# Please Help, What is this in my aquarium.



## geewee10 (Jul 24, 2016)

Hello everyone, i saw this insect like thing in my aquarium. Anyone please help me determine what is this? Is it harmful to my plants and fishes?https://cloud.tapatalk.com/s/579af8709b32d/IMG_20160729_142002.jpg


----------



## geewee10 (Jul 24, 2016)

Thanks in advance

Sent from my Che2-L11 using Tapatalk


----------



## Nordic (Nov 11, 2003)

Dragonfly nymph, get it out of there. I've seen it catch 1 1/2" tilapia fry.


----------



## louise.ann.965 (Jul 22, 2016)

Dragonfly nymph! It's pretty cool looking... 


Sent from my iPad using Tapatalk


----------



## SwissCheeseHead (Dec 24, 2014)

Yep. Dragonfly nymph. Will eat small fish!


----------



## geewee10 (Jul 24, 2016)

Is that dangerous to fish? Haha... How did that got into my tank lol

Sent from my Che2-L11 using Tapatalk


----------



## someoldguy (Feb 26, 2014)

Yes , it's that dangerous to fish !!! Probably came in (in a much smaller size) with plants. There's a number of bug larvae that (rarely) sneak into our tanks , usually with plants . Can't think of any I'd want in my tanks , especially with smaller fish .


----------



## dpod (Sep 16, 2014)

Get it out of there! Those neons are prime food for it, especially if it grows any larger.


----------



## Nordic (Nov 11, 2003)

They are very hard to spot when they are tiny. Pretty much clear and covered in mulm or diatom algae until it is ready to go Rambo on your tank.


----------



## devilduck (May 9, 2012)

Its a free cool pet. Pull it out of the main tank and into another container. Feed it live/frozen food until it morphs! Looks like it can stay in this stage for years.


https://www.youtube.com/watch?v=W557aSVdW_g

http://www.dragonfly-site.com/dragonfly-life-cycle.html


----------



## nebusoi (Jul 29, 2016)

My mind is completely blown. I never knew that they lived as a nymph underwater for up to 4 years.


----------



## Nordic (Nov 11, 2003)

Live food, as in fishes, cause that what they eat when given the chance.


----------



## geewee10 (Jul 24, 2016)

So it can still morph? Haha well i already put it away and transfer it to a different container with the snails i removed from my tank. 

What does its eggs looks like because there might be left in my tank

Sent from my Che2-L11 using Tapatalk


----------



## Nordic (Nov 11, 2003)

It more likely came in as a larvae. I use lots of water from outdoors to feed my smallest fry, and even with checking all water I pour in, I still get the occasional one in the tank. The baby cory fry I have in the tank exposes them quickly though. No hiding in diatom when these guys come by. Then I just squish the bug and let the fish eat it.


----------



## Izzy- (Jun 11, 2014)

Wow, that's crazy! Can you show us his new home? Lol


----------



## geewee10 (Jul 24, 2016)

Ok i will post it tom. The bugs new home. The other day i thought it was dead until i poked it and swim fast..

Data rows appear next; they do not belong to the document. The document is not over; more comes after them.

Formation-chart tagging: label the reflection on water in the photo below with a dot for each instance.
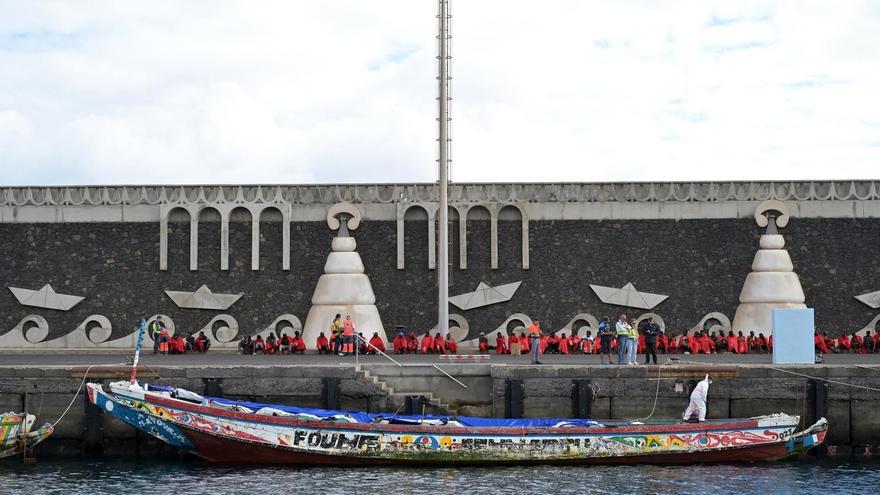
(186, 476)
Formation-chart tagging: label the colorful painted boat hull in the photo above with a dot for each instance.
(12, 425)
(228, 436)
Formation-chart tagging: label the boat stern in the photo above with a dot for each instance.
(810, 438)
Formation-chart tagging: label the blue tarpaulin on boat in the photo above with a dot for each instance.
(362, 417)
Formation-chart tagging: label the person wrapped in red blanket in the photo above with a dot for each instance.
(322, 344)
(500, 344)
(483, 346)
(399, 343)
(376, 344)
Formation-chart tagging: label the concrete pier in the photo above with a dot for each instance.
(498, 389)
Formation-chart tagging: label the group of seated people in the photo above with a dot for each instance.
(699, 342)
(332, 346)
(855, 343)
(410, 344)
(704, 342)
(273, 345)
(177, 344)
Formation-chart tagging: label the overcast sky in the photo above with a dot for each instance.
(343, 91)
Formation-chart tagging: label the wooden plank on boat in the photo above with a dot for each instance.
(692, 371)
(111, 372)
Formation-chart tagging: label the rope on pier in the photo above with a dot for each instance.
(78, 390)
(656, 396)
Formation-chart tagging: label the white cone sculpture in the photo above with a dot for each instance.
(344, 288)
(772, 282)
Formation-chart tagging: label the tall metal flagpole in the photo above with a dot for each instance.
(443, 163)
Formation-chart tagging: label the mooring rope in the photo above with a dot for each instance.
(656, 396)
(78, 390)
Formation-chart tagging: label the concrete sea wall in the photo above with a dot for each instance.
(700, 264)
(493, 390)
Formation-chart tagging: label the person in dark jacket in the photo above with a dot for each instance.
(651, 330)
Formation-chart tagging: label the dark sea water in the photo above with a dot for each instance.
(186, 477)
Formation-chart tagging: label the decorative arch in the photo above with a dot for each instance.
(714, 320)
(657, 319)
(203, 212)
(524, 320)
(492, 217)
(524, 239)
(430, 213)
(165, 214)
(238, 215)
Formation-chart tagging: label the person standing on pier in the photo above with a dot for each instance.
(156, 327)
(622, 329)
(698, 400)
(605, 335)
(534, 340)
(632, 342)
(651, 330)
(348, 336)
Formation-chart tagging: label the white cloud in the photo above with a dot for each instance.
(301, 91)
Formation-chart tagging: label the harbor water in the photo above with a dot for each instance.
(100, 476)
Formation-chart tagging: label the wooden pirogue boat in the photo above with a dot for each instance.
(243, 432)
(16, 428)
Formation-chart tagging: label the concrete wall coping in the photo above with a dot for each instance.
(623, 192)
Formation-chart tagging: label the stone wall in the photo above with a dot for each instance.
(700, 264)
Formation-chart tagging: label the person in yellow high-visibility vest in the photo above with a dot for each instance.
(348, 336)
(534, 337)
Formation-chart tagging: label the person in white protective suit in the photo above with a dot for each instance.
(698, 400)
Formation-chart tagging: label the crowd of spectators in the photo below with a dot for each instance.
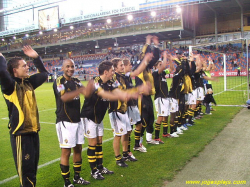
(84, 31)
(87, 65)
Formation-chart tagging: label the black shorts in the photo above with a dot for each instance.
(25, 150)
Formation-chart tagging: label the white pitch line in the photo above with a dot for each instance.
(230, 88)
(48, 163)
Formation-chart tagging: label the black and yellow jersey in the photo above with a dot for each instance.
(67, 111)
(20, 98)
(161, 85)
(95, 107)
(129, 84)
(177, 83)
(199, 78)
(118, 106)
(192, 74)
(146, 75)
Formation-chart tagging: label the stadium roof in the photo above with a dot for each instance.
(222, 7)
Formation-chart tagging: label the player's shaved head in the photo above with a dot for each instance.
(67, 61)
(68, 68)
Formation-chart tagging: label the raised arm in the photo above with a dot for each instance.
(142, 65)
(86, 91)
(39, 78)
(156, 52)
(7, 83)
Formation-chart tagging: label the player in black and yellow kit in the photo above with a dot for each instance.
(18, 91)
(133, 111)
(176, 88)
(145, 104)
(161, 96)
(68, 124)
(118, 114)
(93, 112)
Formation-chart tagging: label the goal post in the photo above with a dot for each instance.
(232, 69)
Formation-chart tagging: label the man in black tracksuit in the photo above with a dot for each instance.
(145, 104)
(18, 91)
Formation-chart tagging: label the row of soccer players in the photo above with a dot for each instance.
(115, 92)
(107, 91)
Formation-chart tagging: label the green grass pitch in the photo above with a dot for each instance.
(160, 163)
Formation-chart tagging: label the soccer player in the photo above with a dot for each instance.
(18, 91)
(68, 124)
(174, 95)
(133, 111)
(145, 104)
(161, 96)
(93, 112)
(118, 114)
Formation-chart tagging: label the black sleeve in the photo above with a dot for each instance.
(193, 68)
(7, 83)
(156, 57)
(138, 81)
(39, 78)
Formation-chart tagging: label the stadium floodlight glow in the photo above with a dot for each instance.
(130, 17)
(178, 9)
(108, 20)
(153, 13)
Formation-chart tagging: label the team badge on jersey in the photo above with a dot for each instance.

Sent from my Che2-L11 using Tapatalk


----------



## Nordic (Nov 11, 2003)

Large bass love eating those.


----------



## geewee10 (Jul 24, 2016)

Heres where i put him. Prison cell full of snails. Haha


----------



## geewee10 (Jul 24, 2016)

Just cant find it

Sent from my Che2-L11 using Tapatalk


----------



## Nordic (Nov 11, 2003)

Look on your walls, they take about a 6 to 8 foot walk out of the water when they are ready to come out.


----------



## geewee10 (Jul 24, 2016)

Creepy haha

Sent from my Che2-L11 using Tapatalk


----------



## Olskule (Jan 28, 2010)

As was mentioned, it probably came in on plants. I went down to the local river and collected some native plants for my aquariums the other day, and as I was washing them, I came across a small damselfly nymph ("same thing, only different "). Always check new plants, no matter where they come from, because pests, sometimes dangerous ones, can be introduced very easily, and not just through neglect of the source; it's a natural hazard.

Olskule


----------



## geewee10 (Jul 24, 2016)

Thank you guys very much

Sent from my Che2-L11 using Tapatalk


----------



## geewee10 (Jul 24, 2016)

Spotted another one!!! Where are they from . Lol

Transferred it asap


----------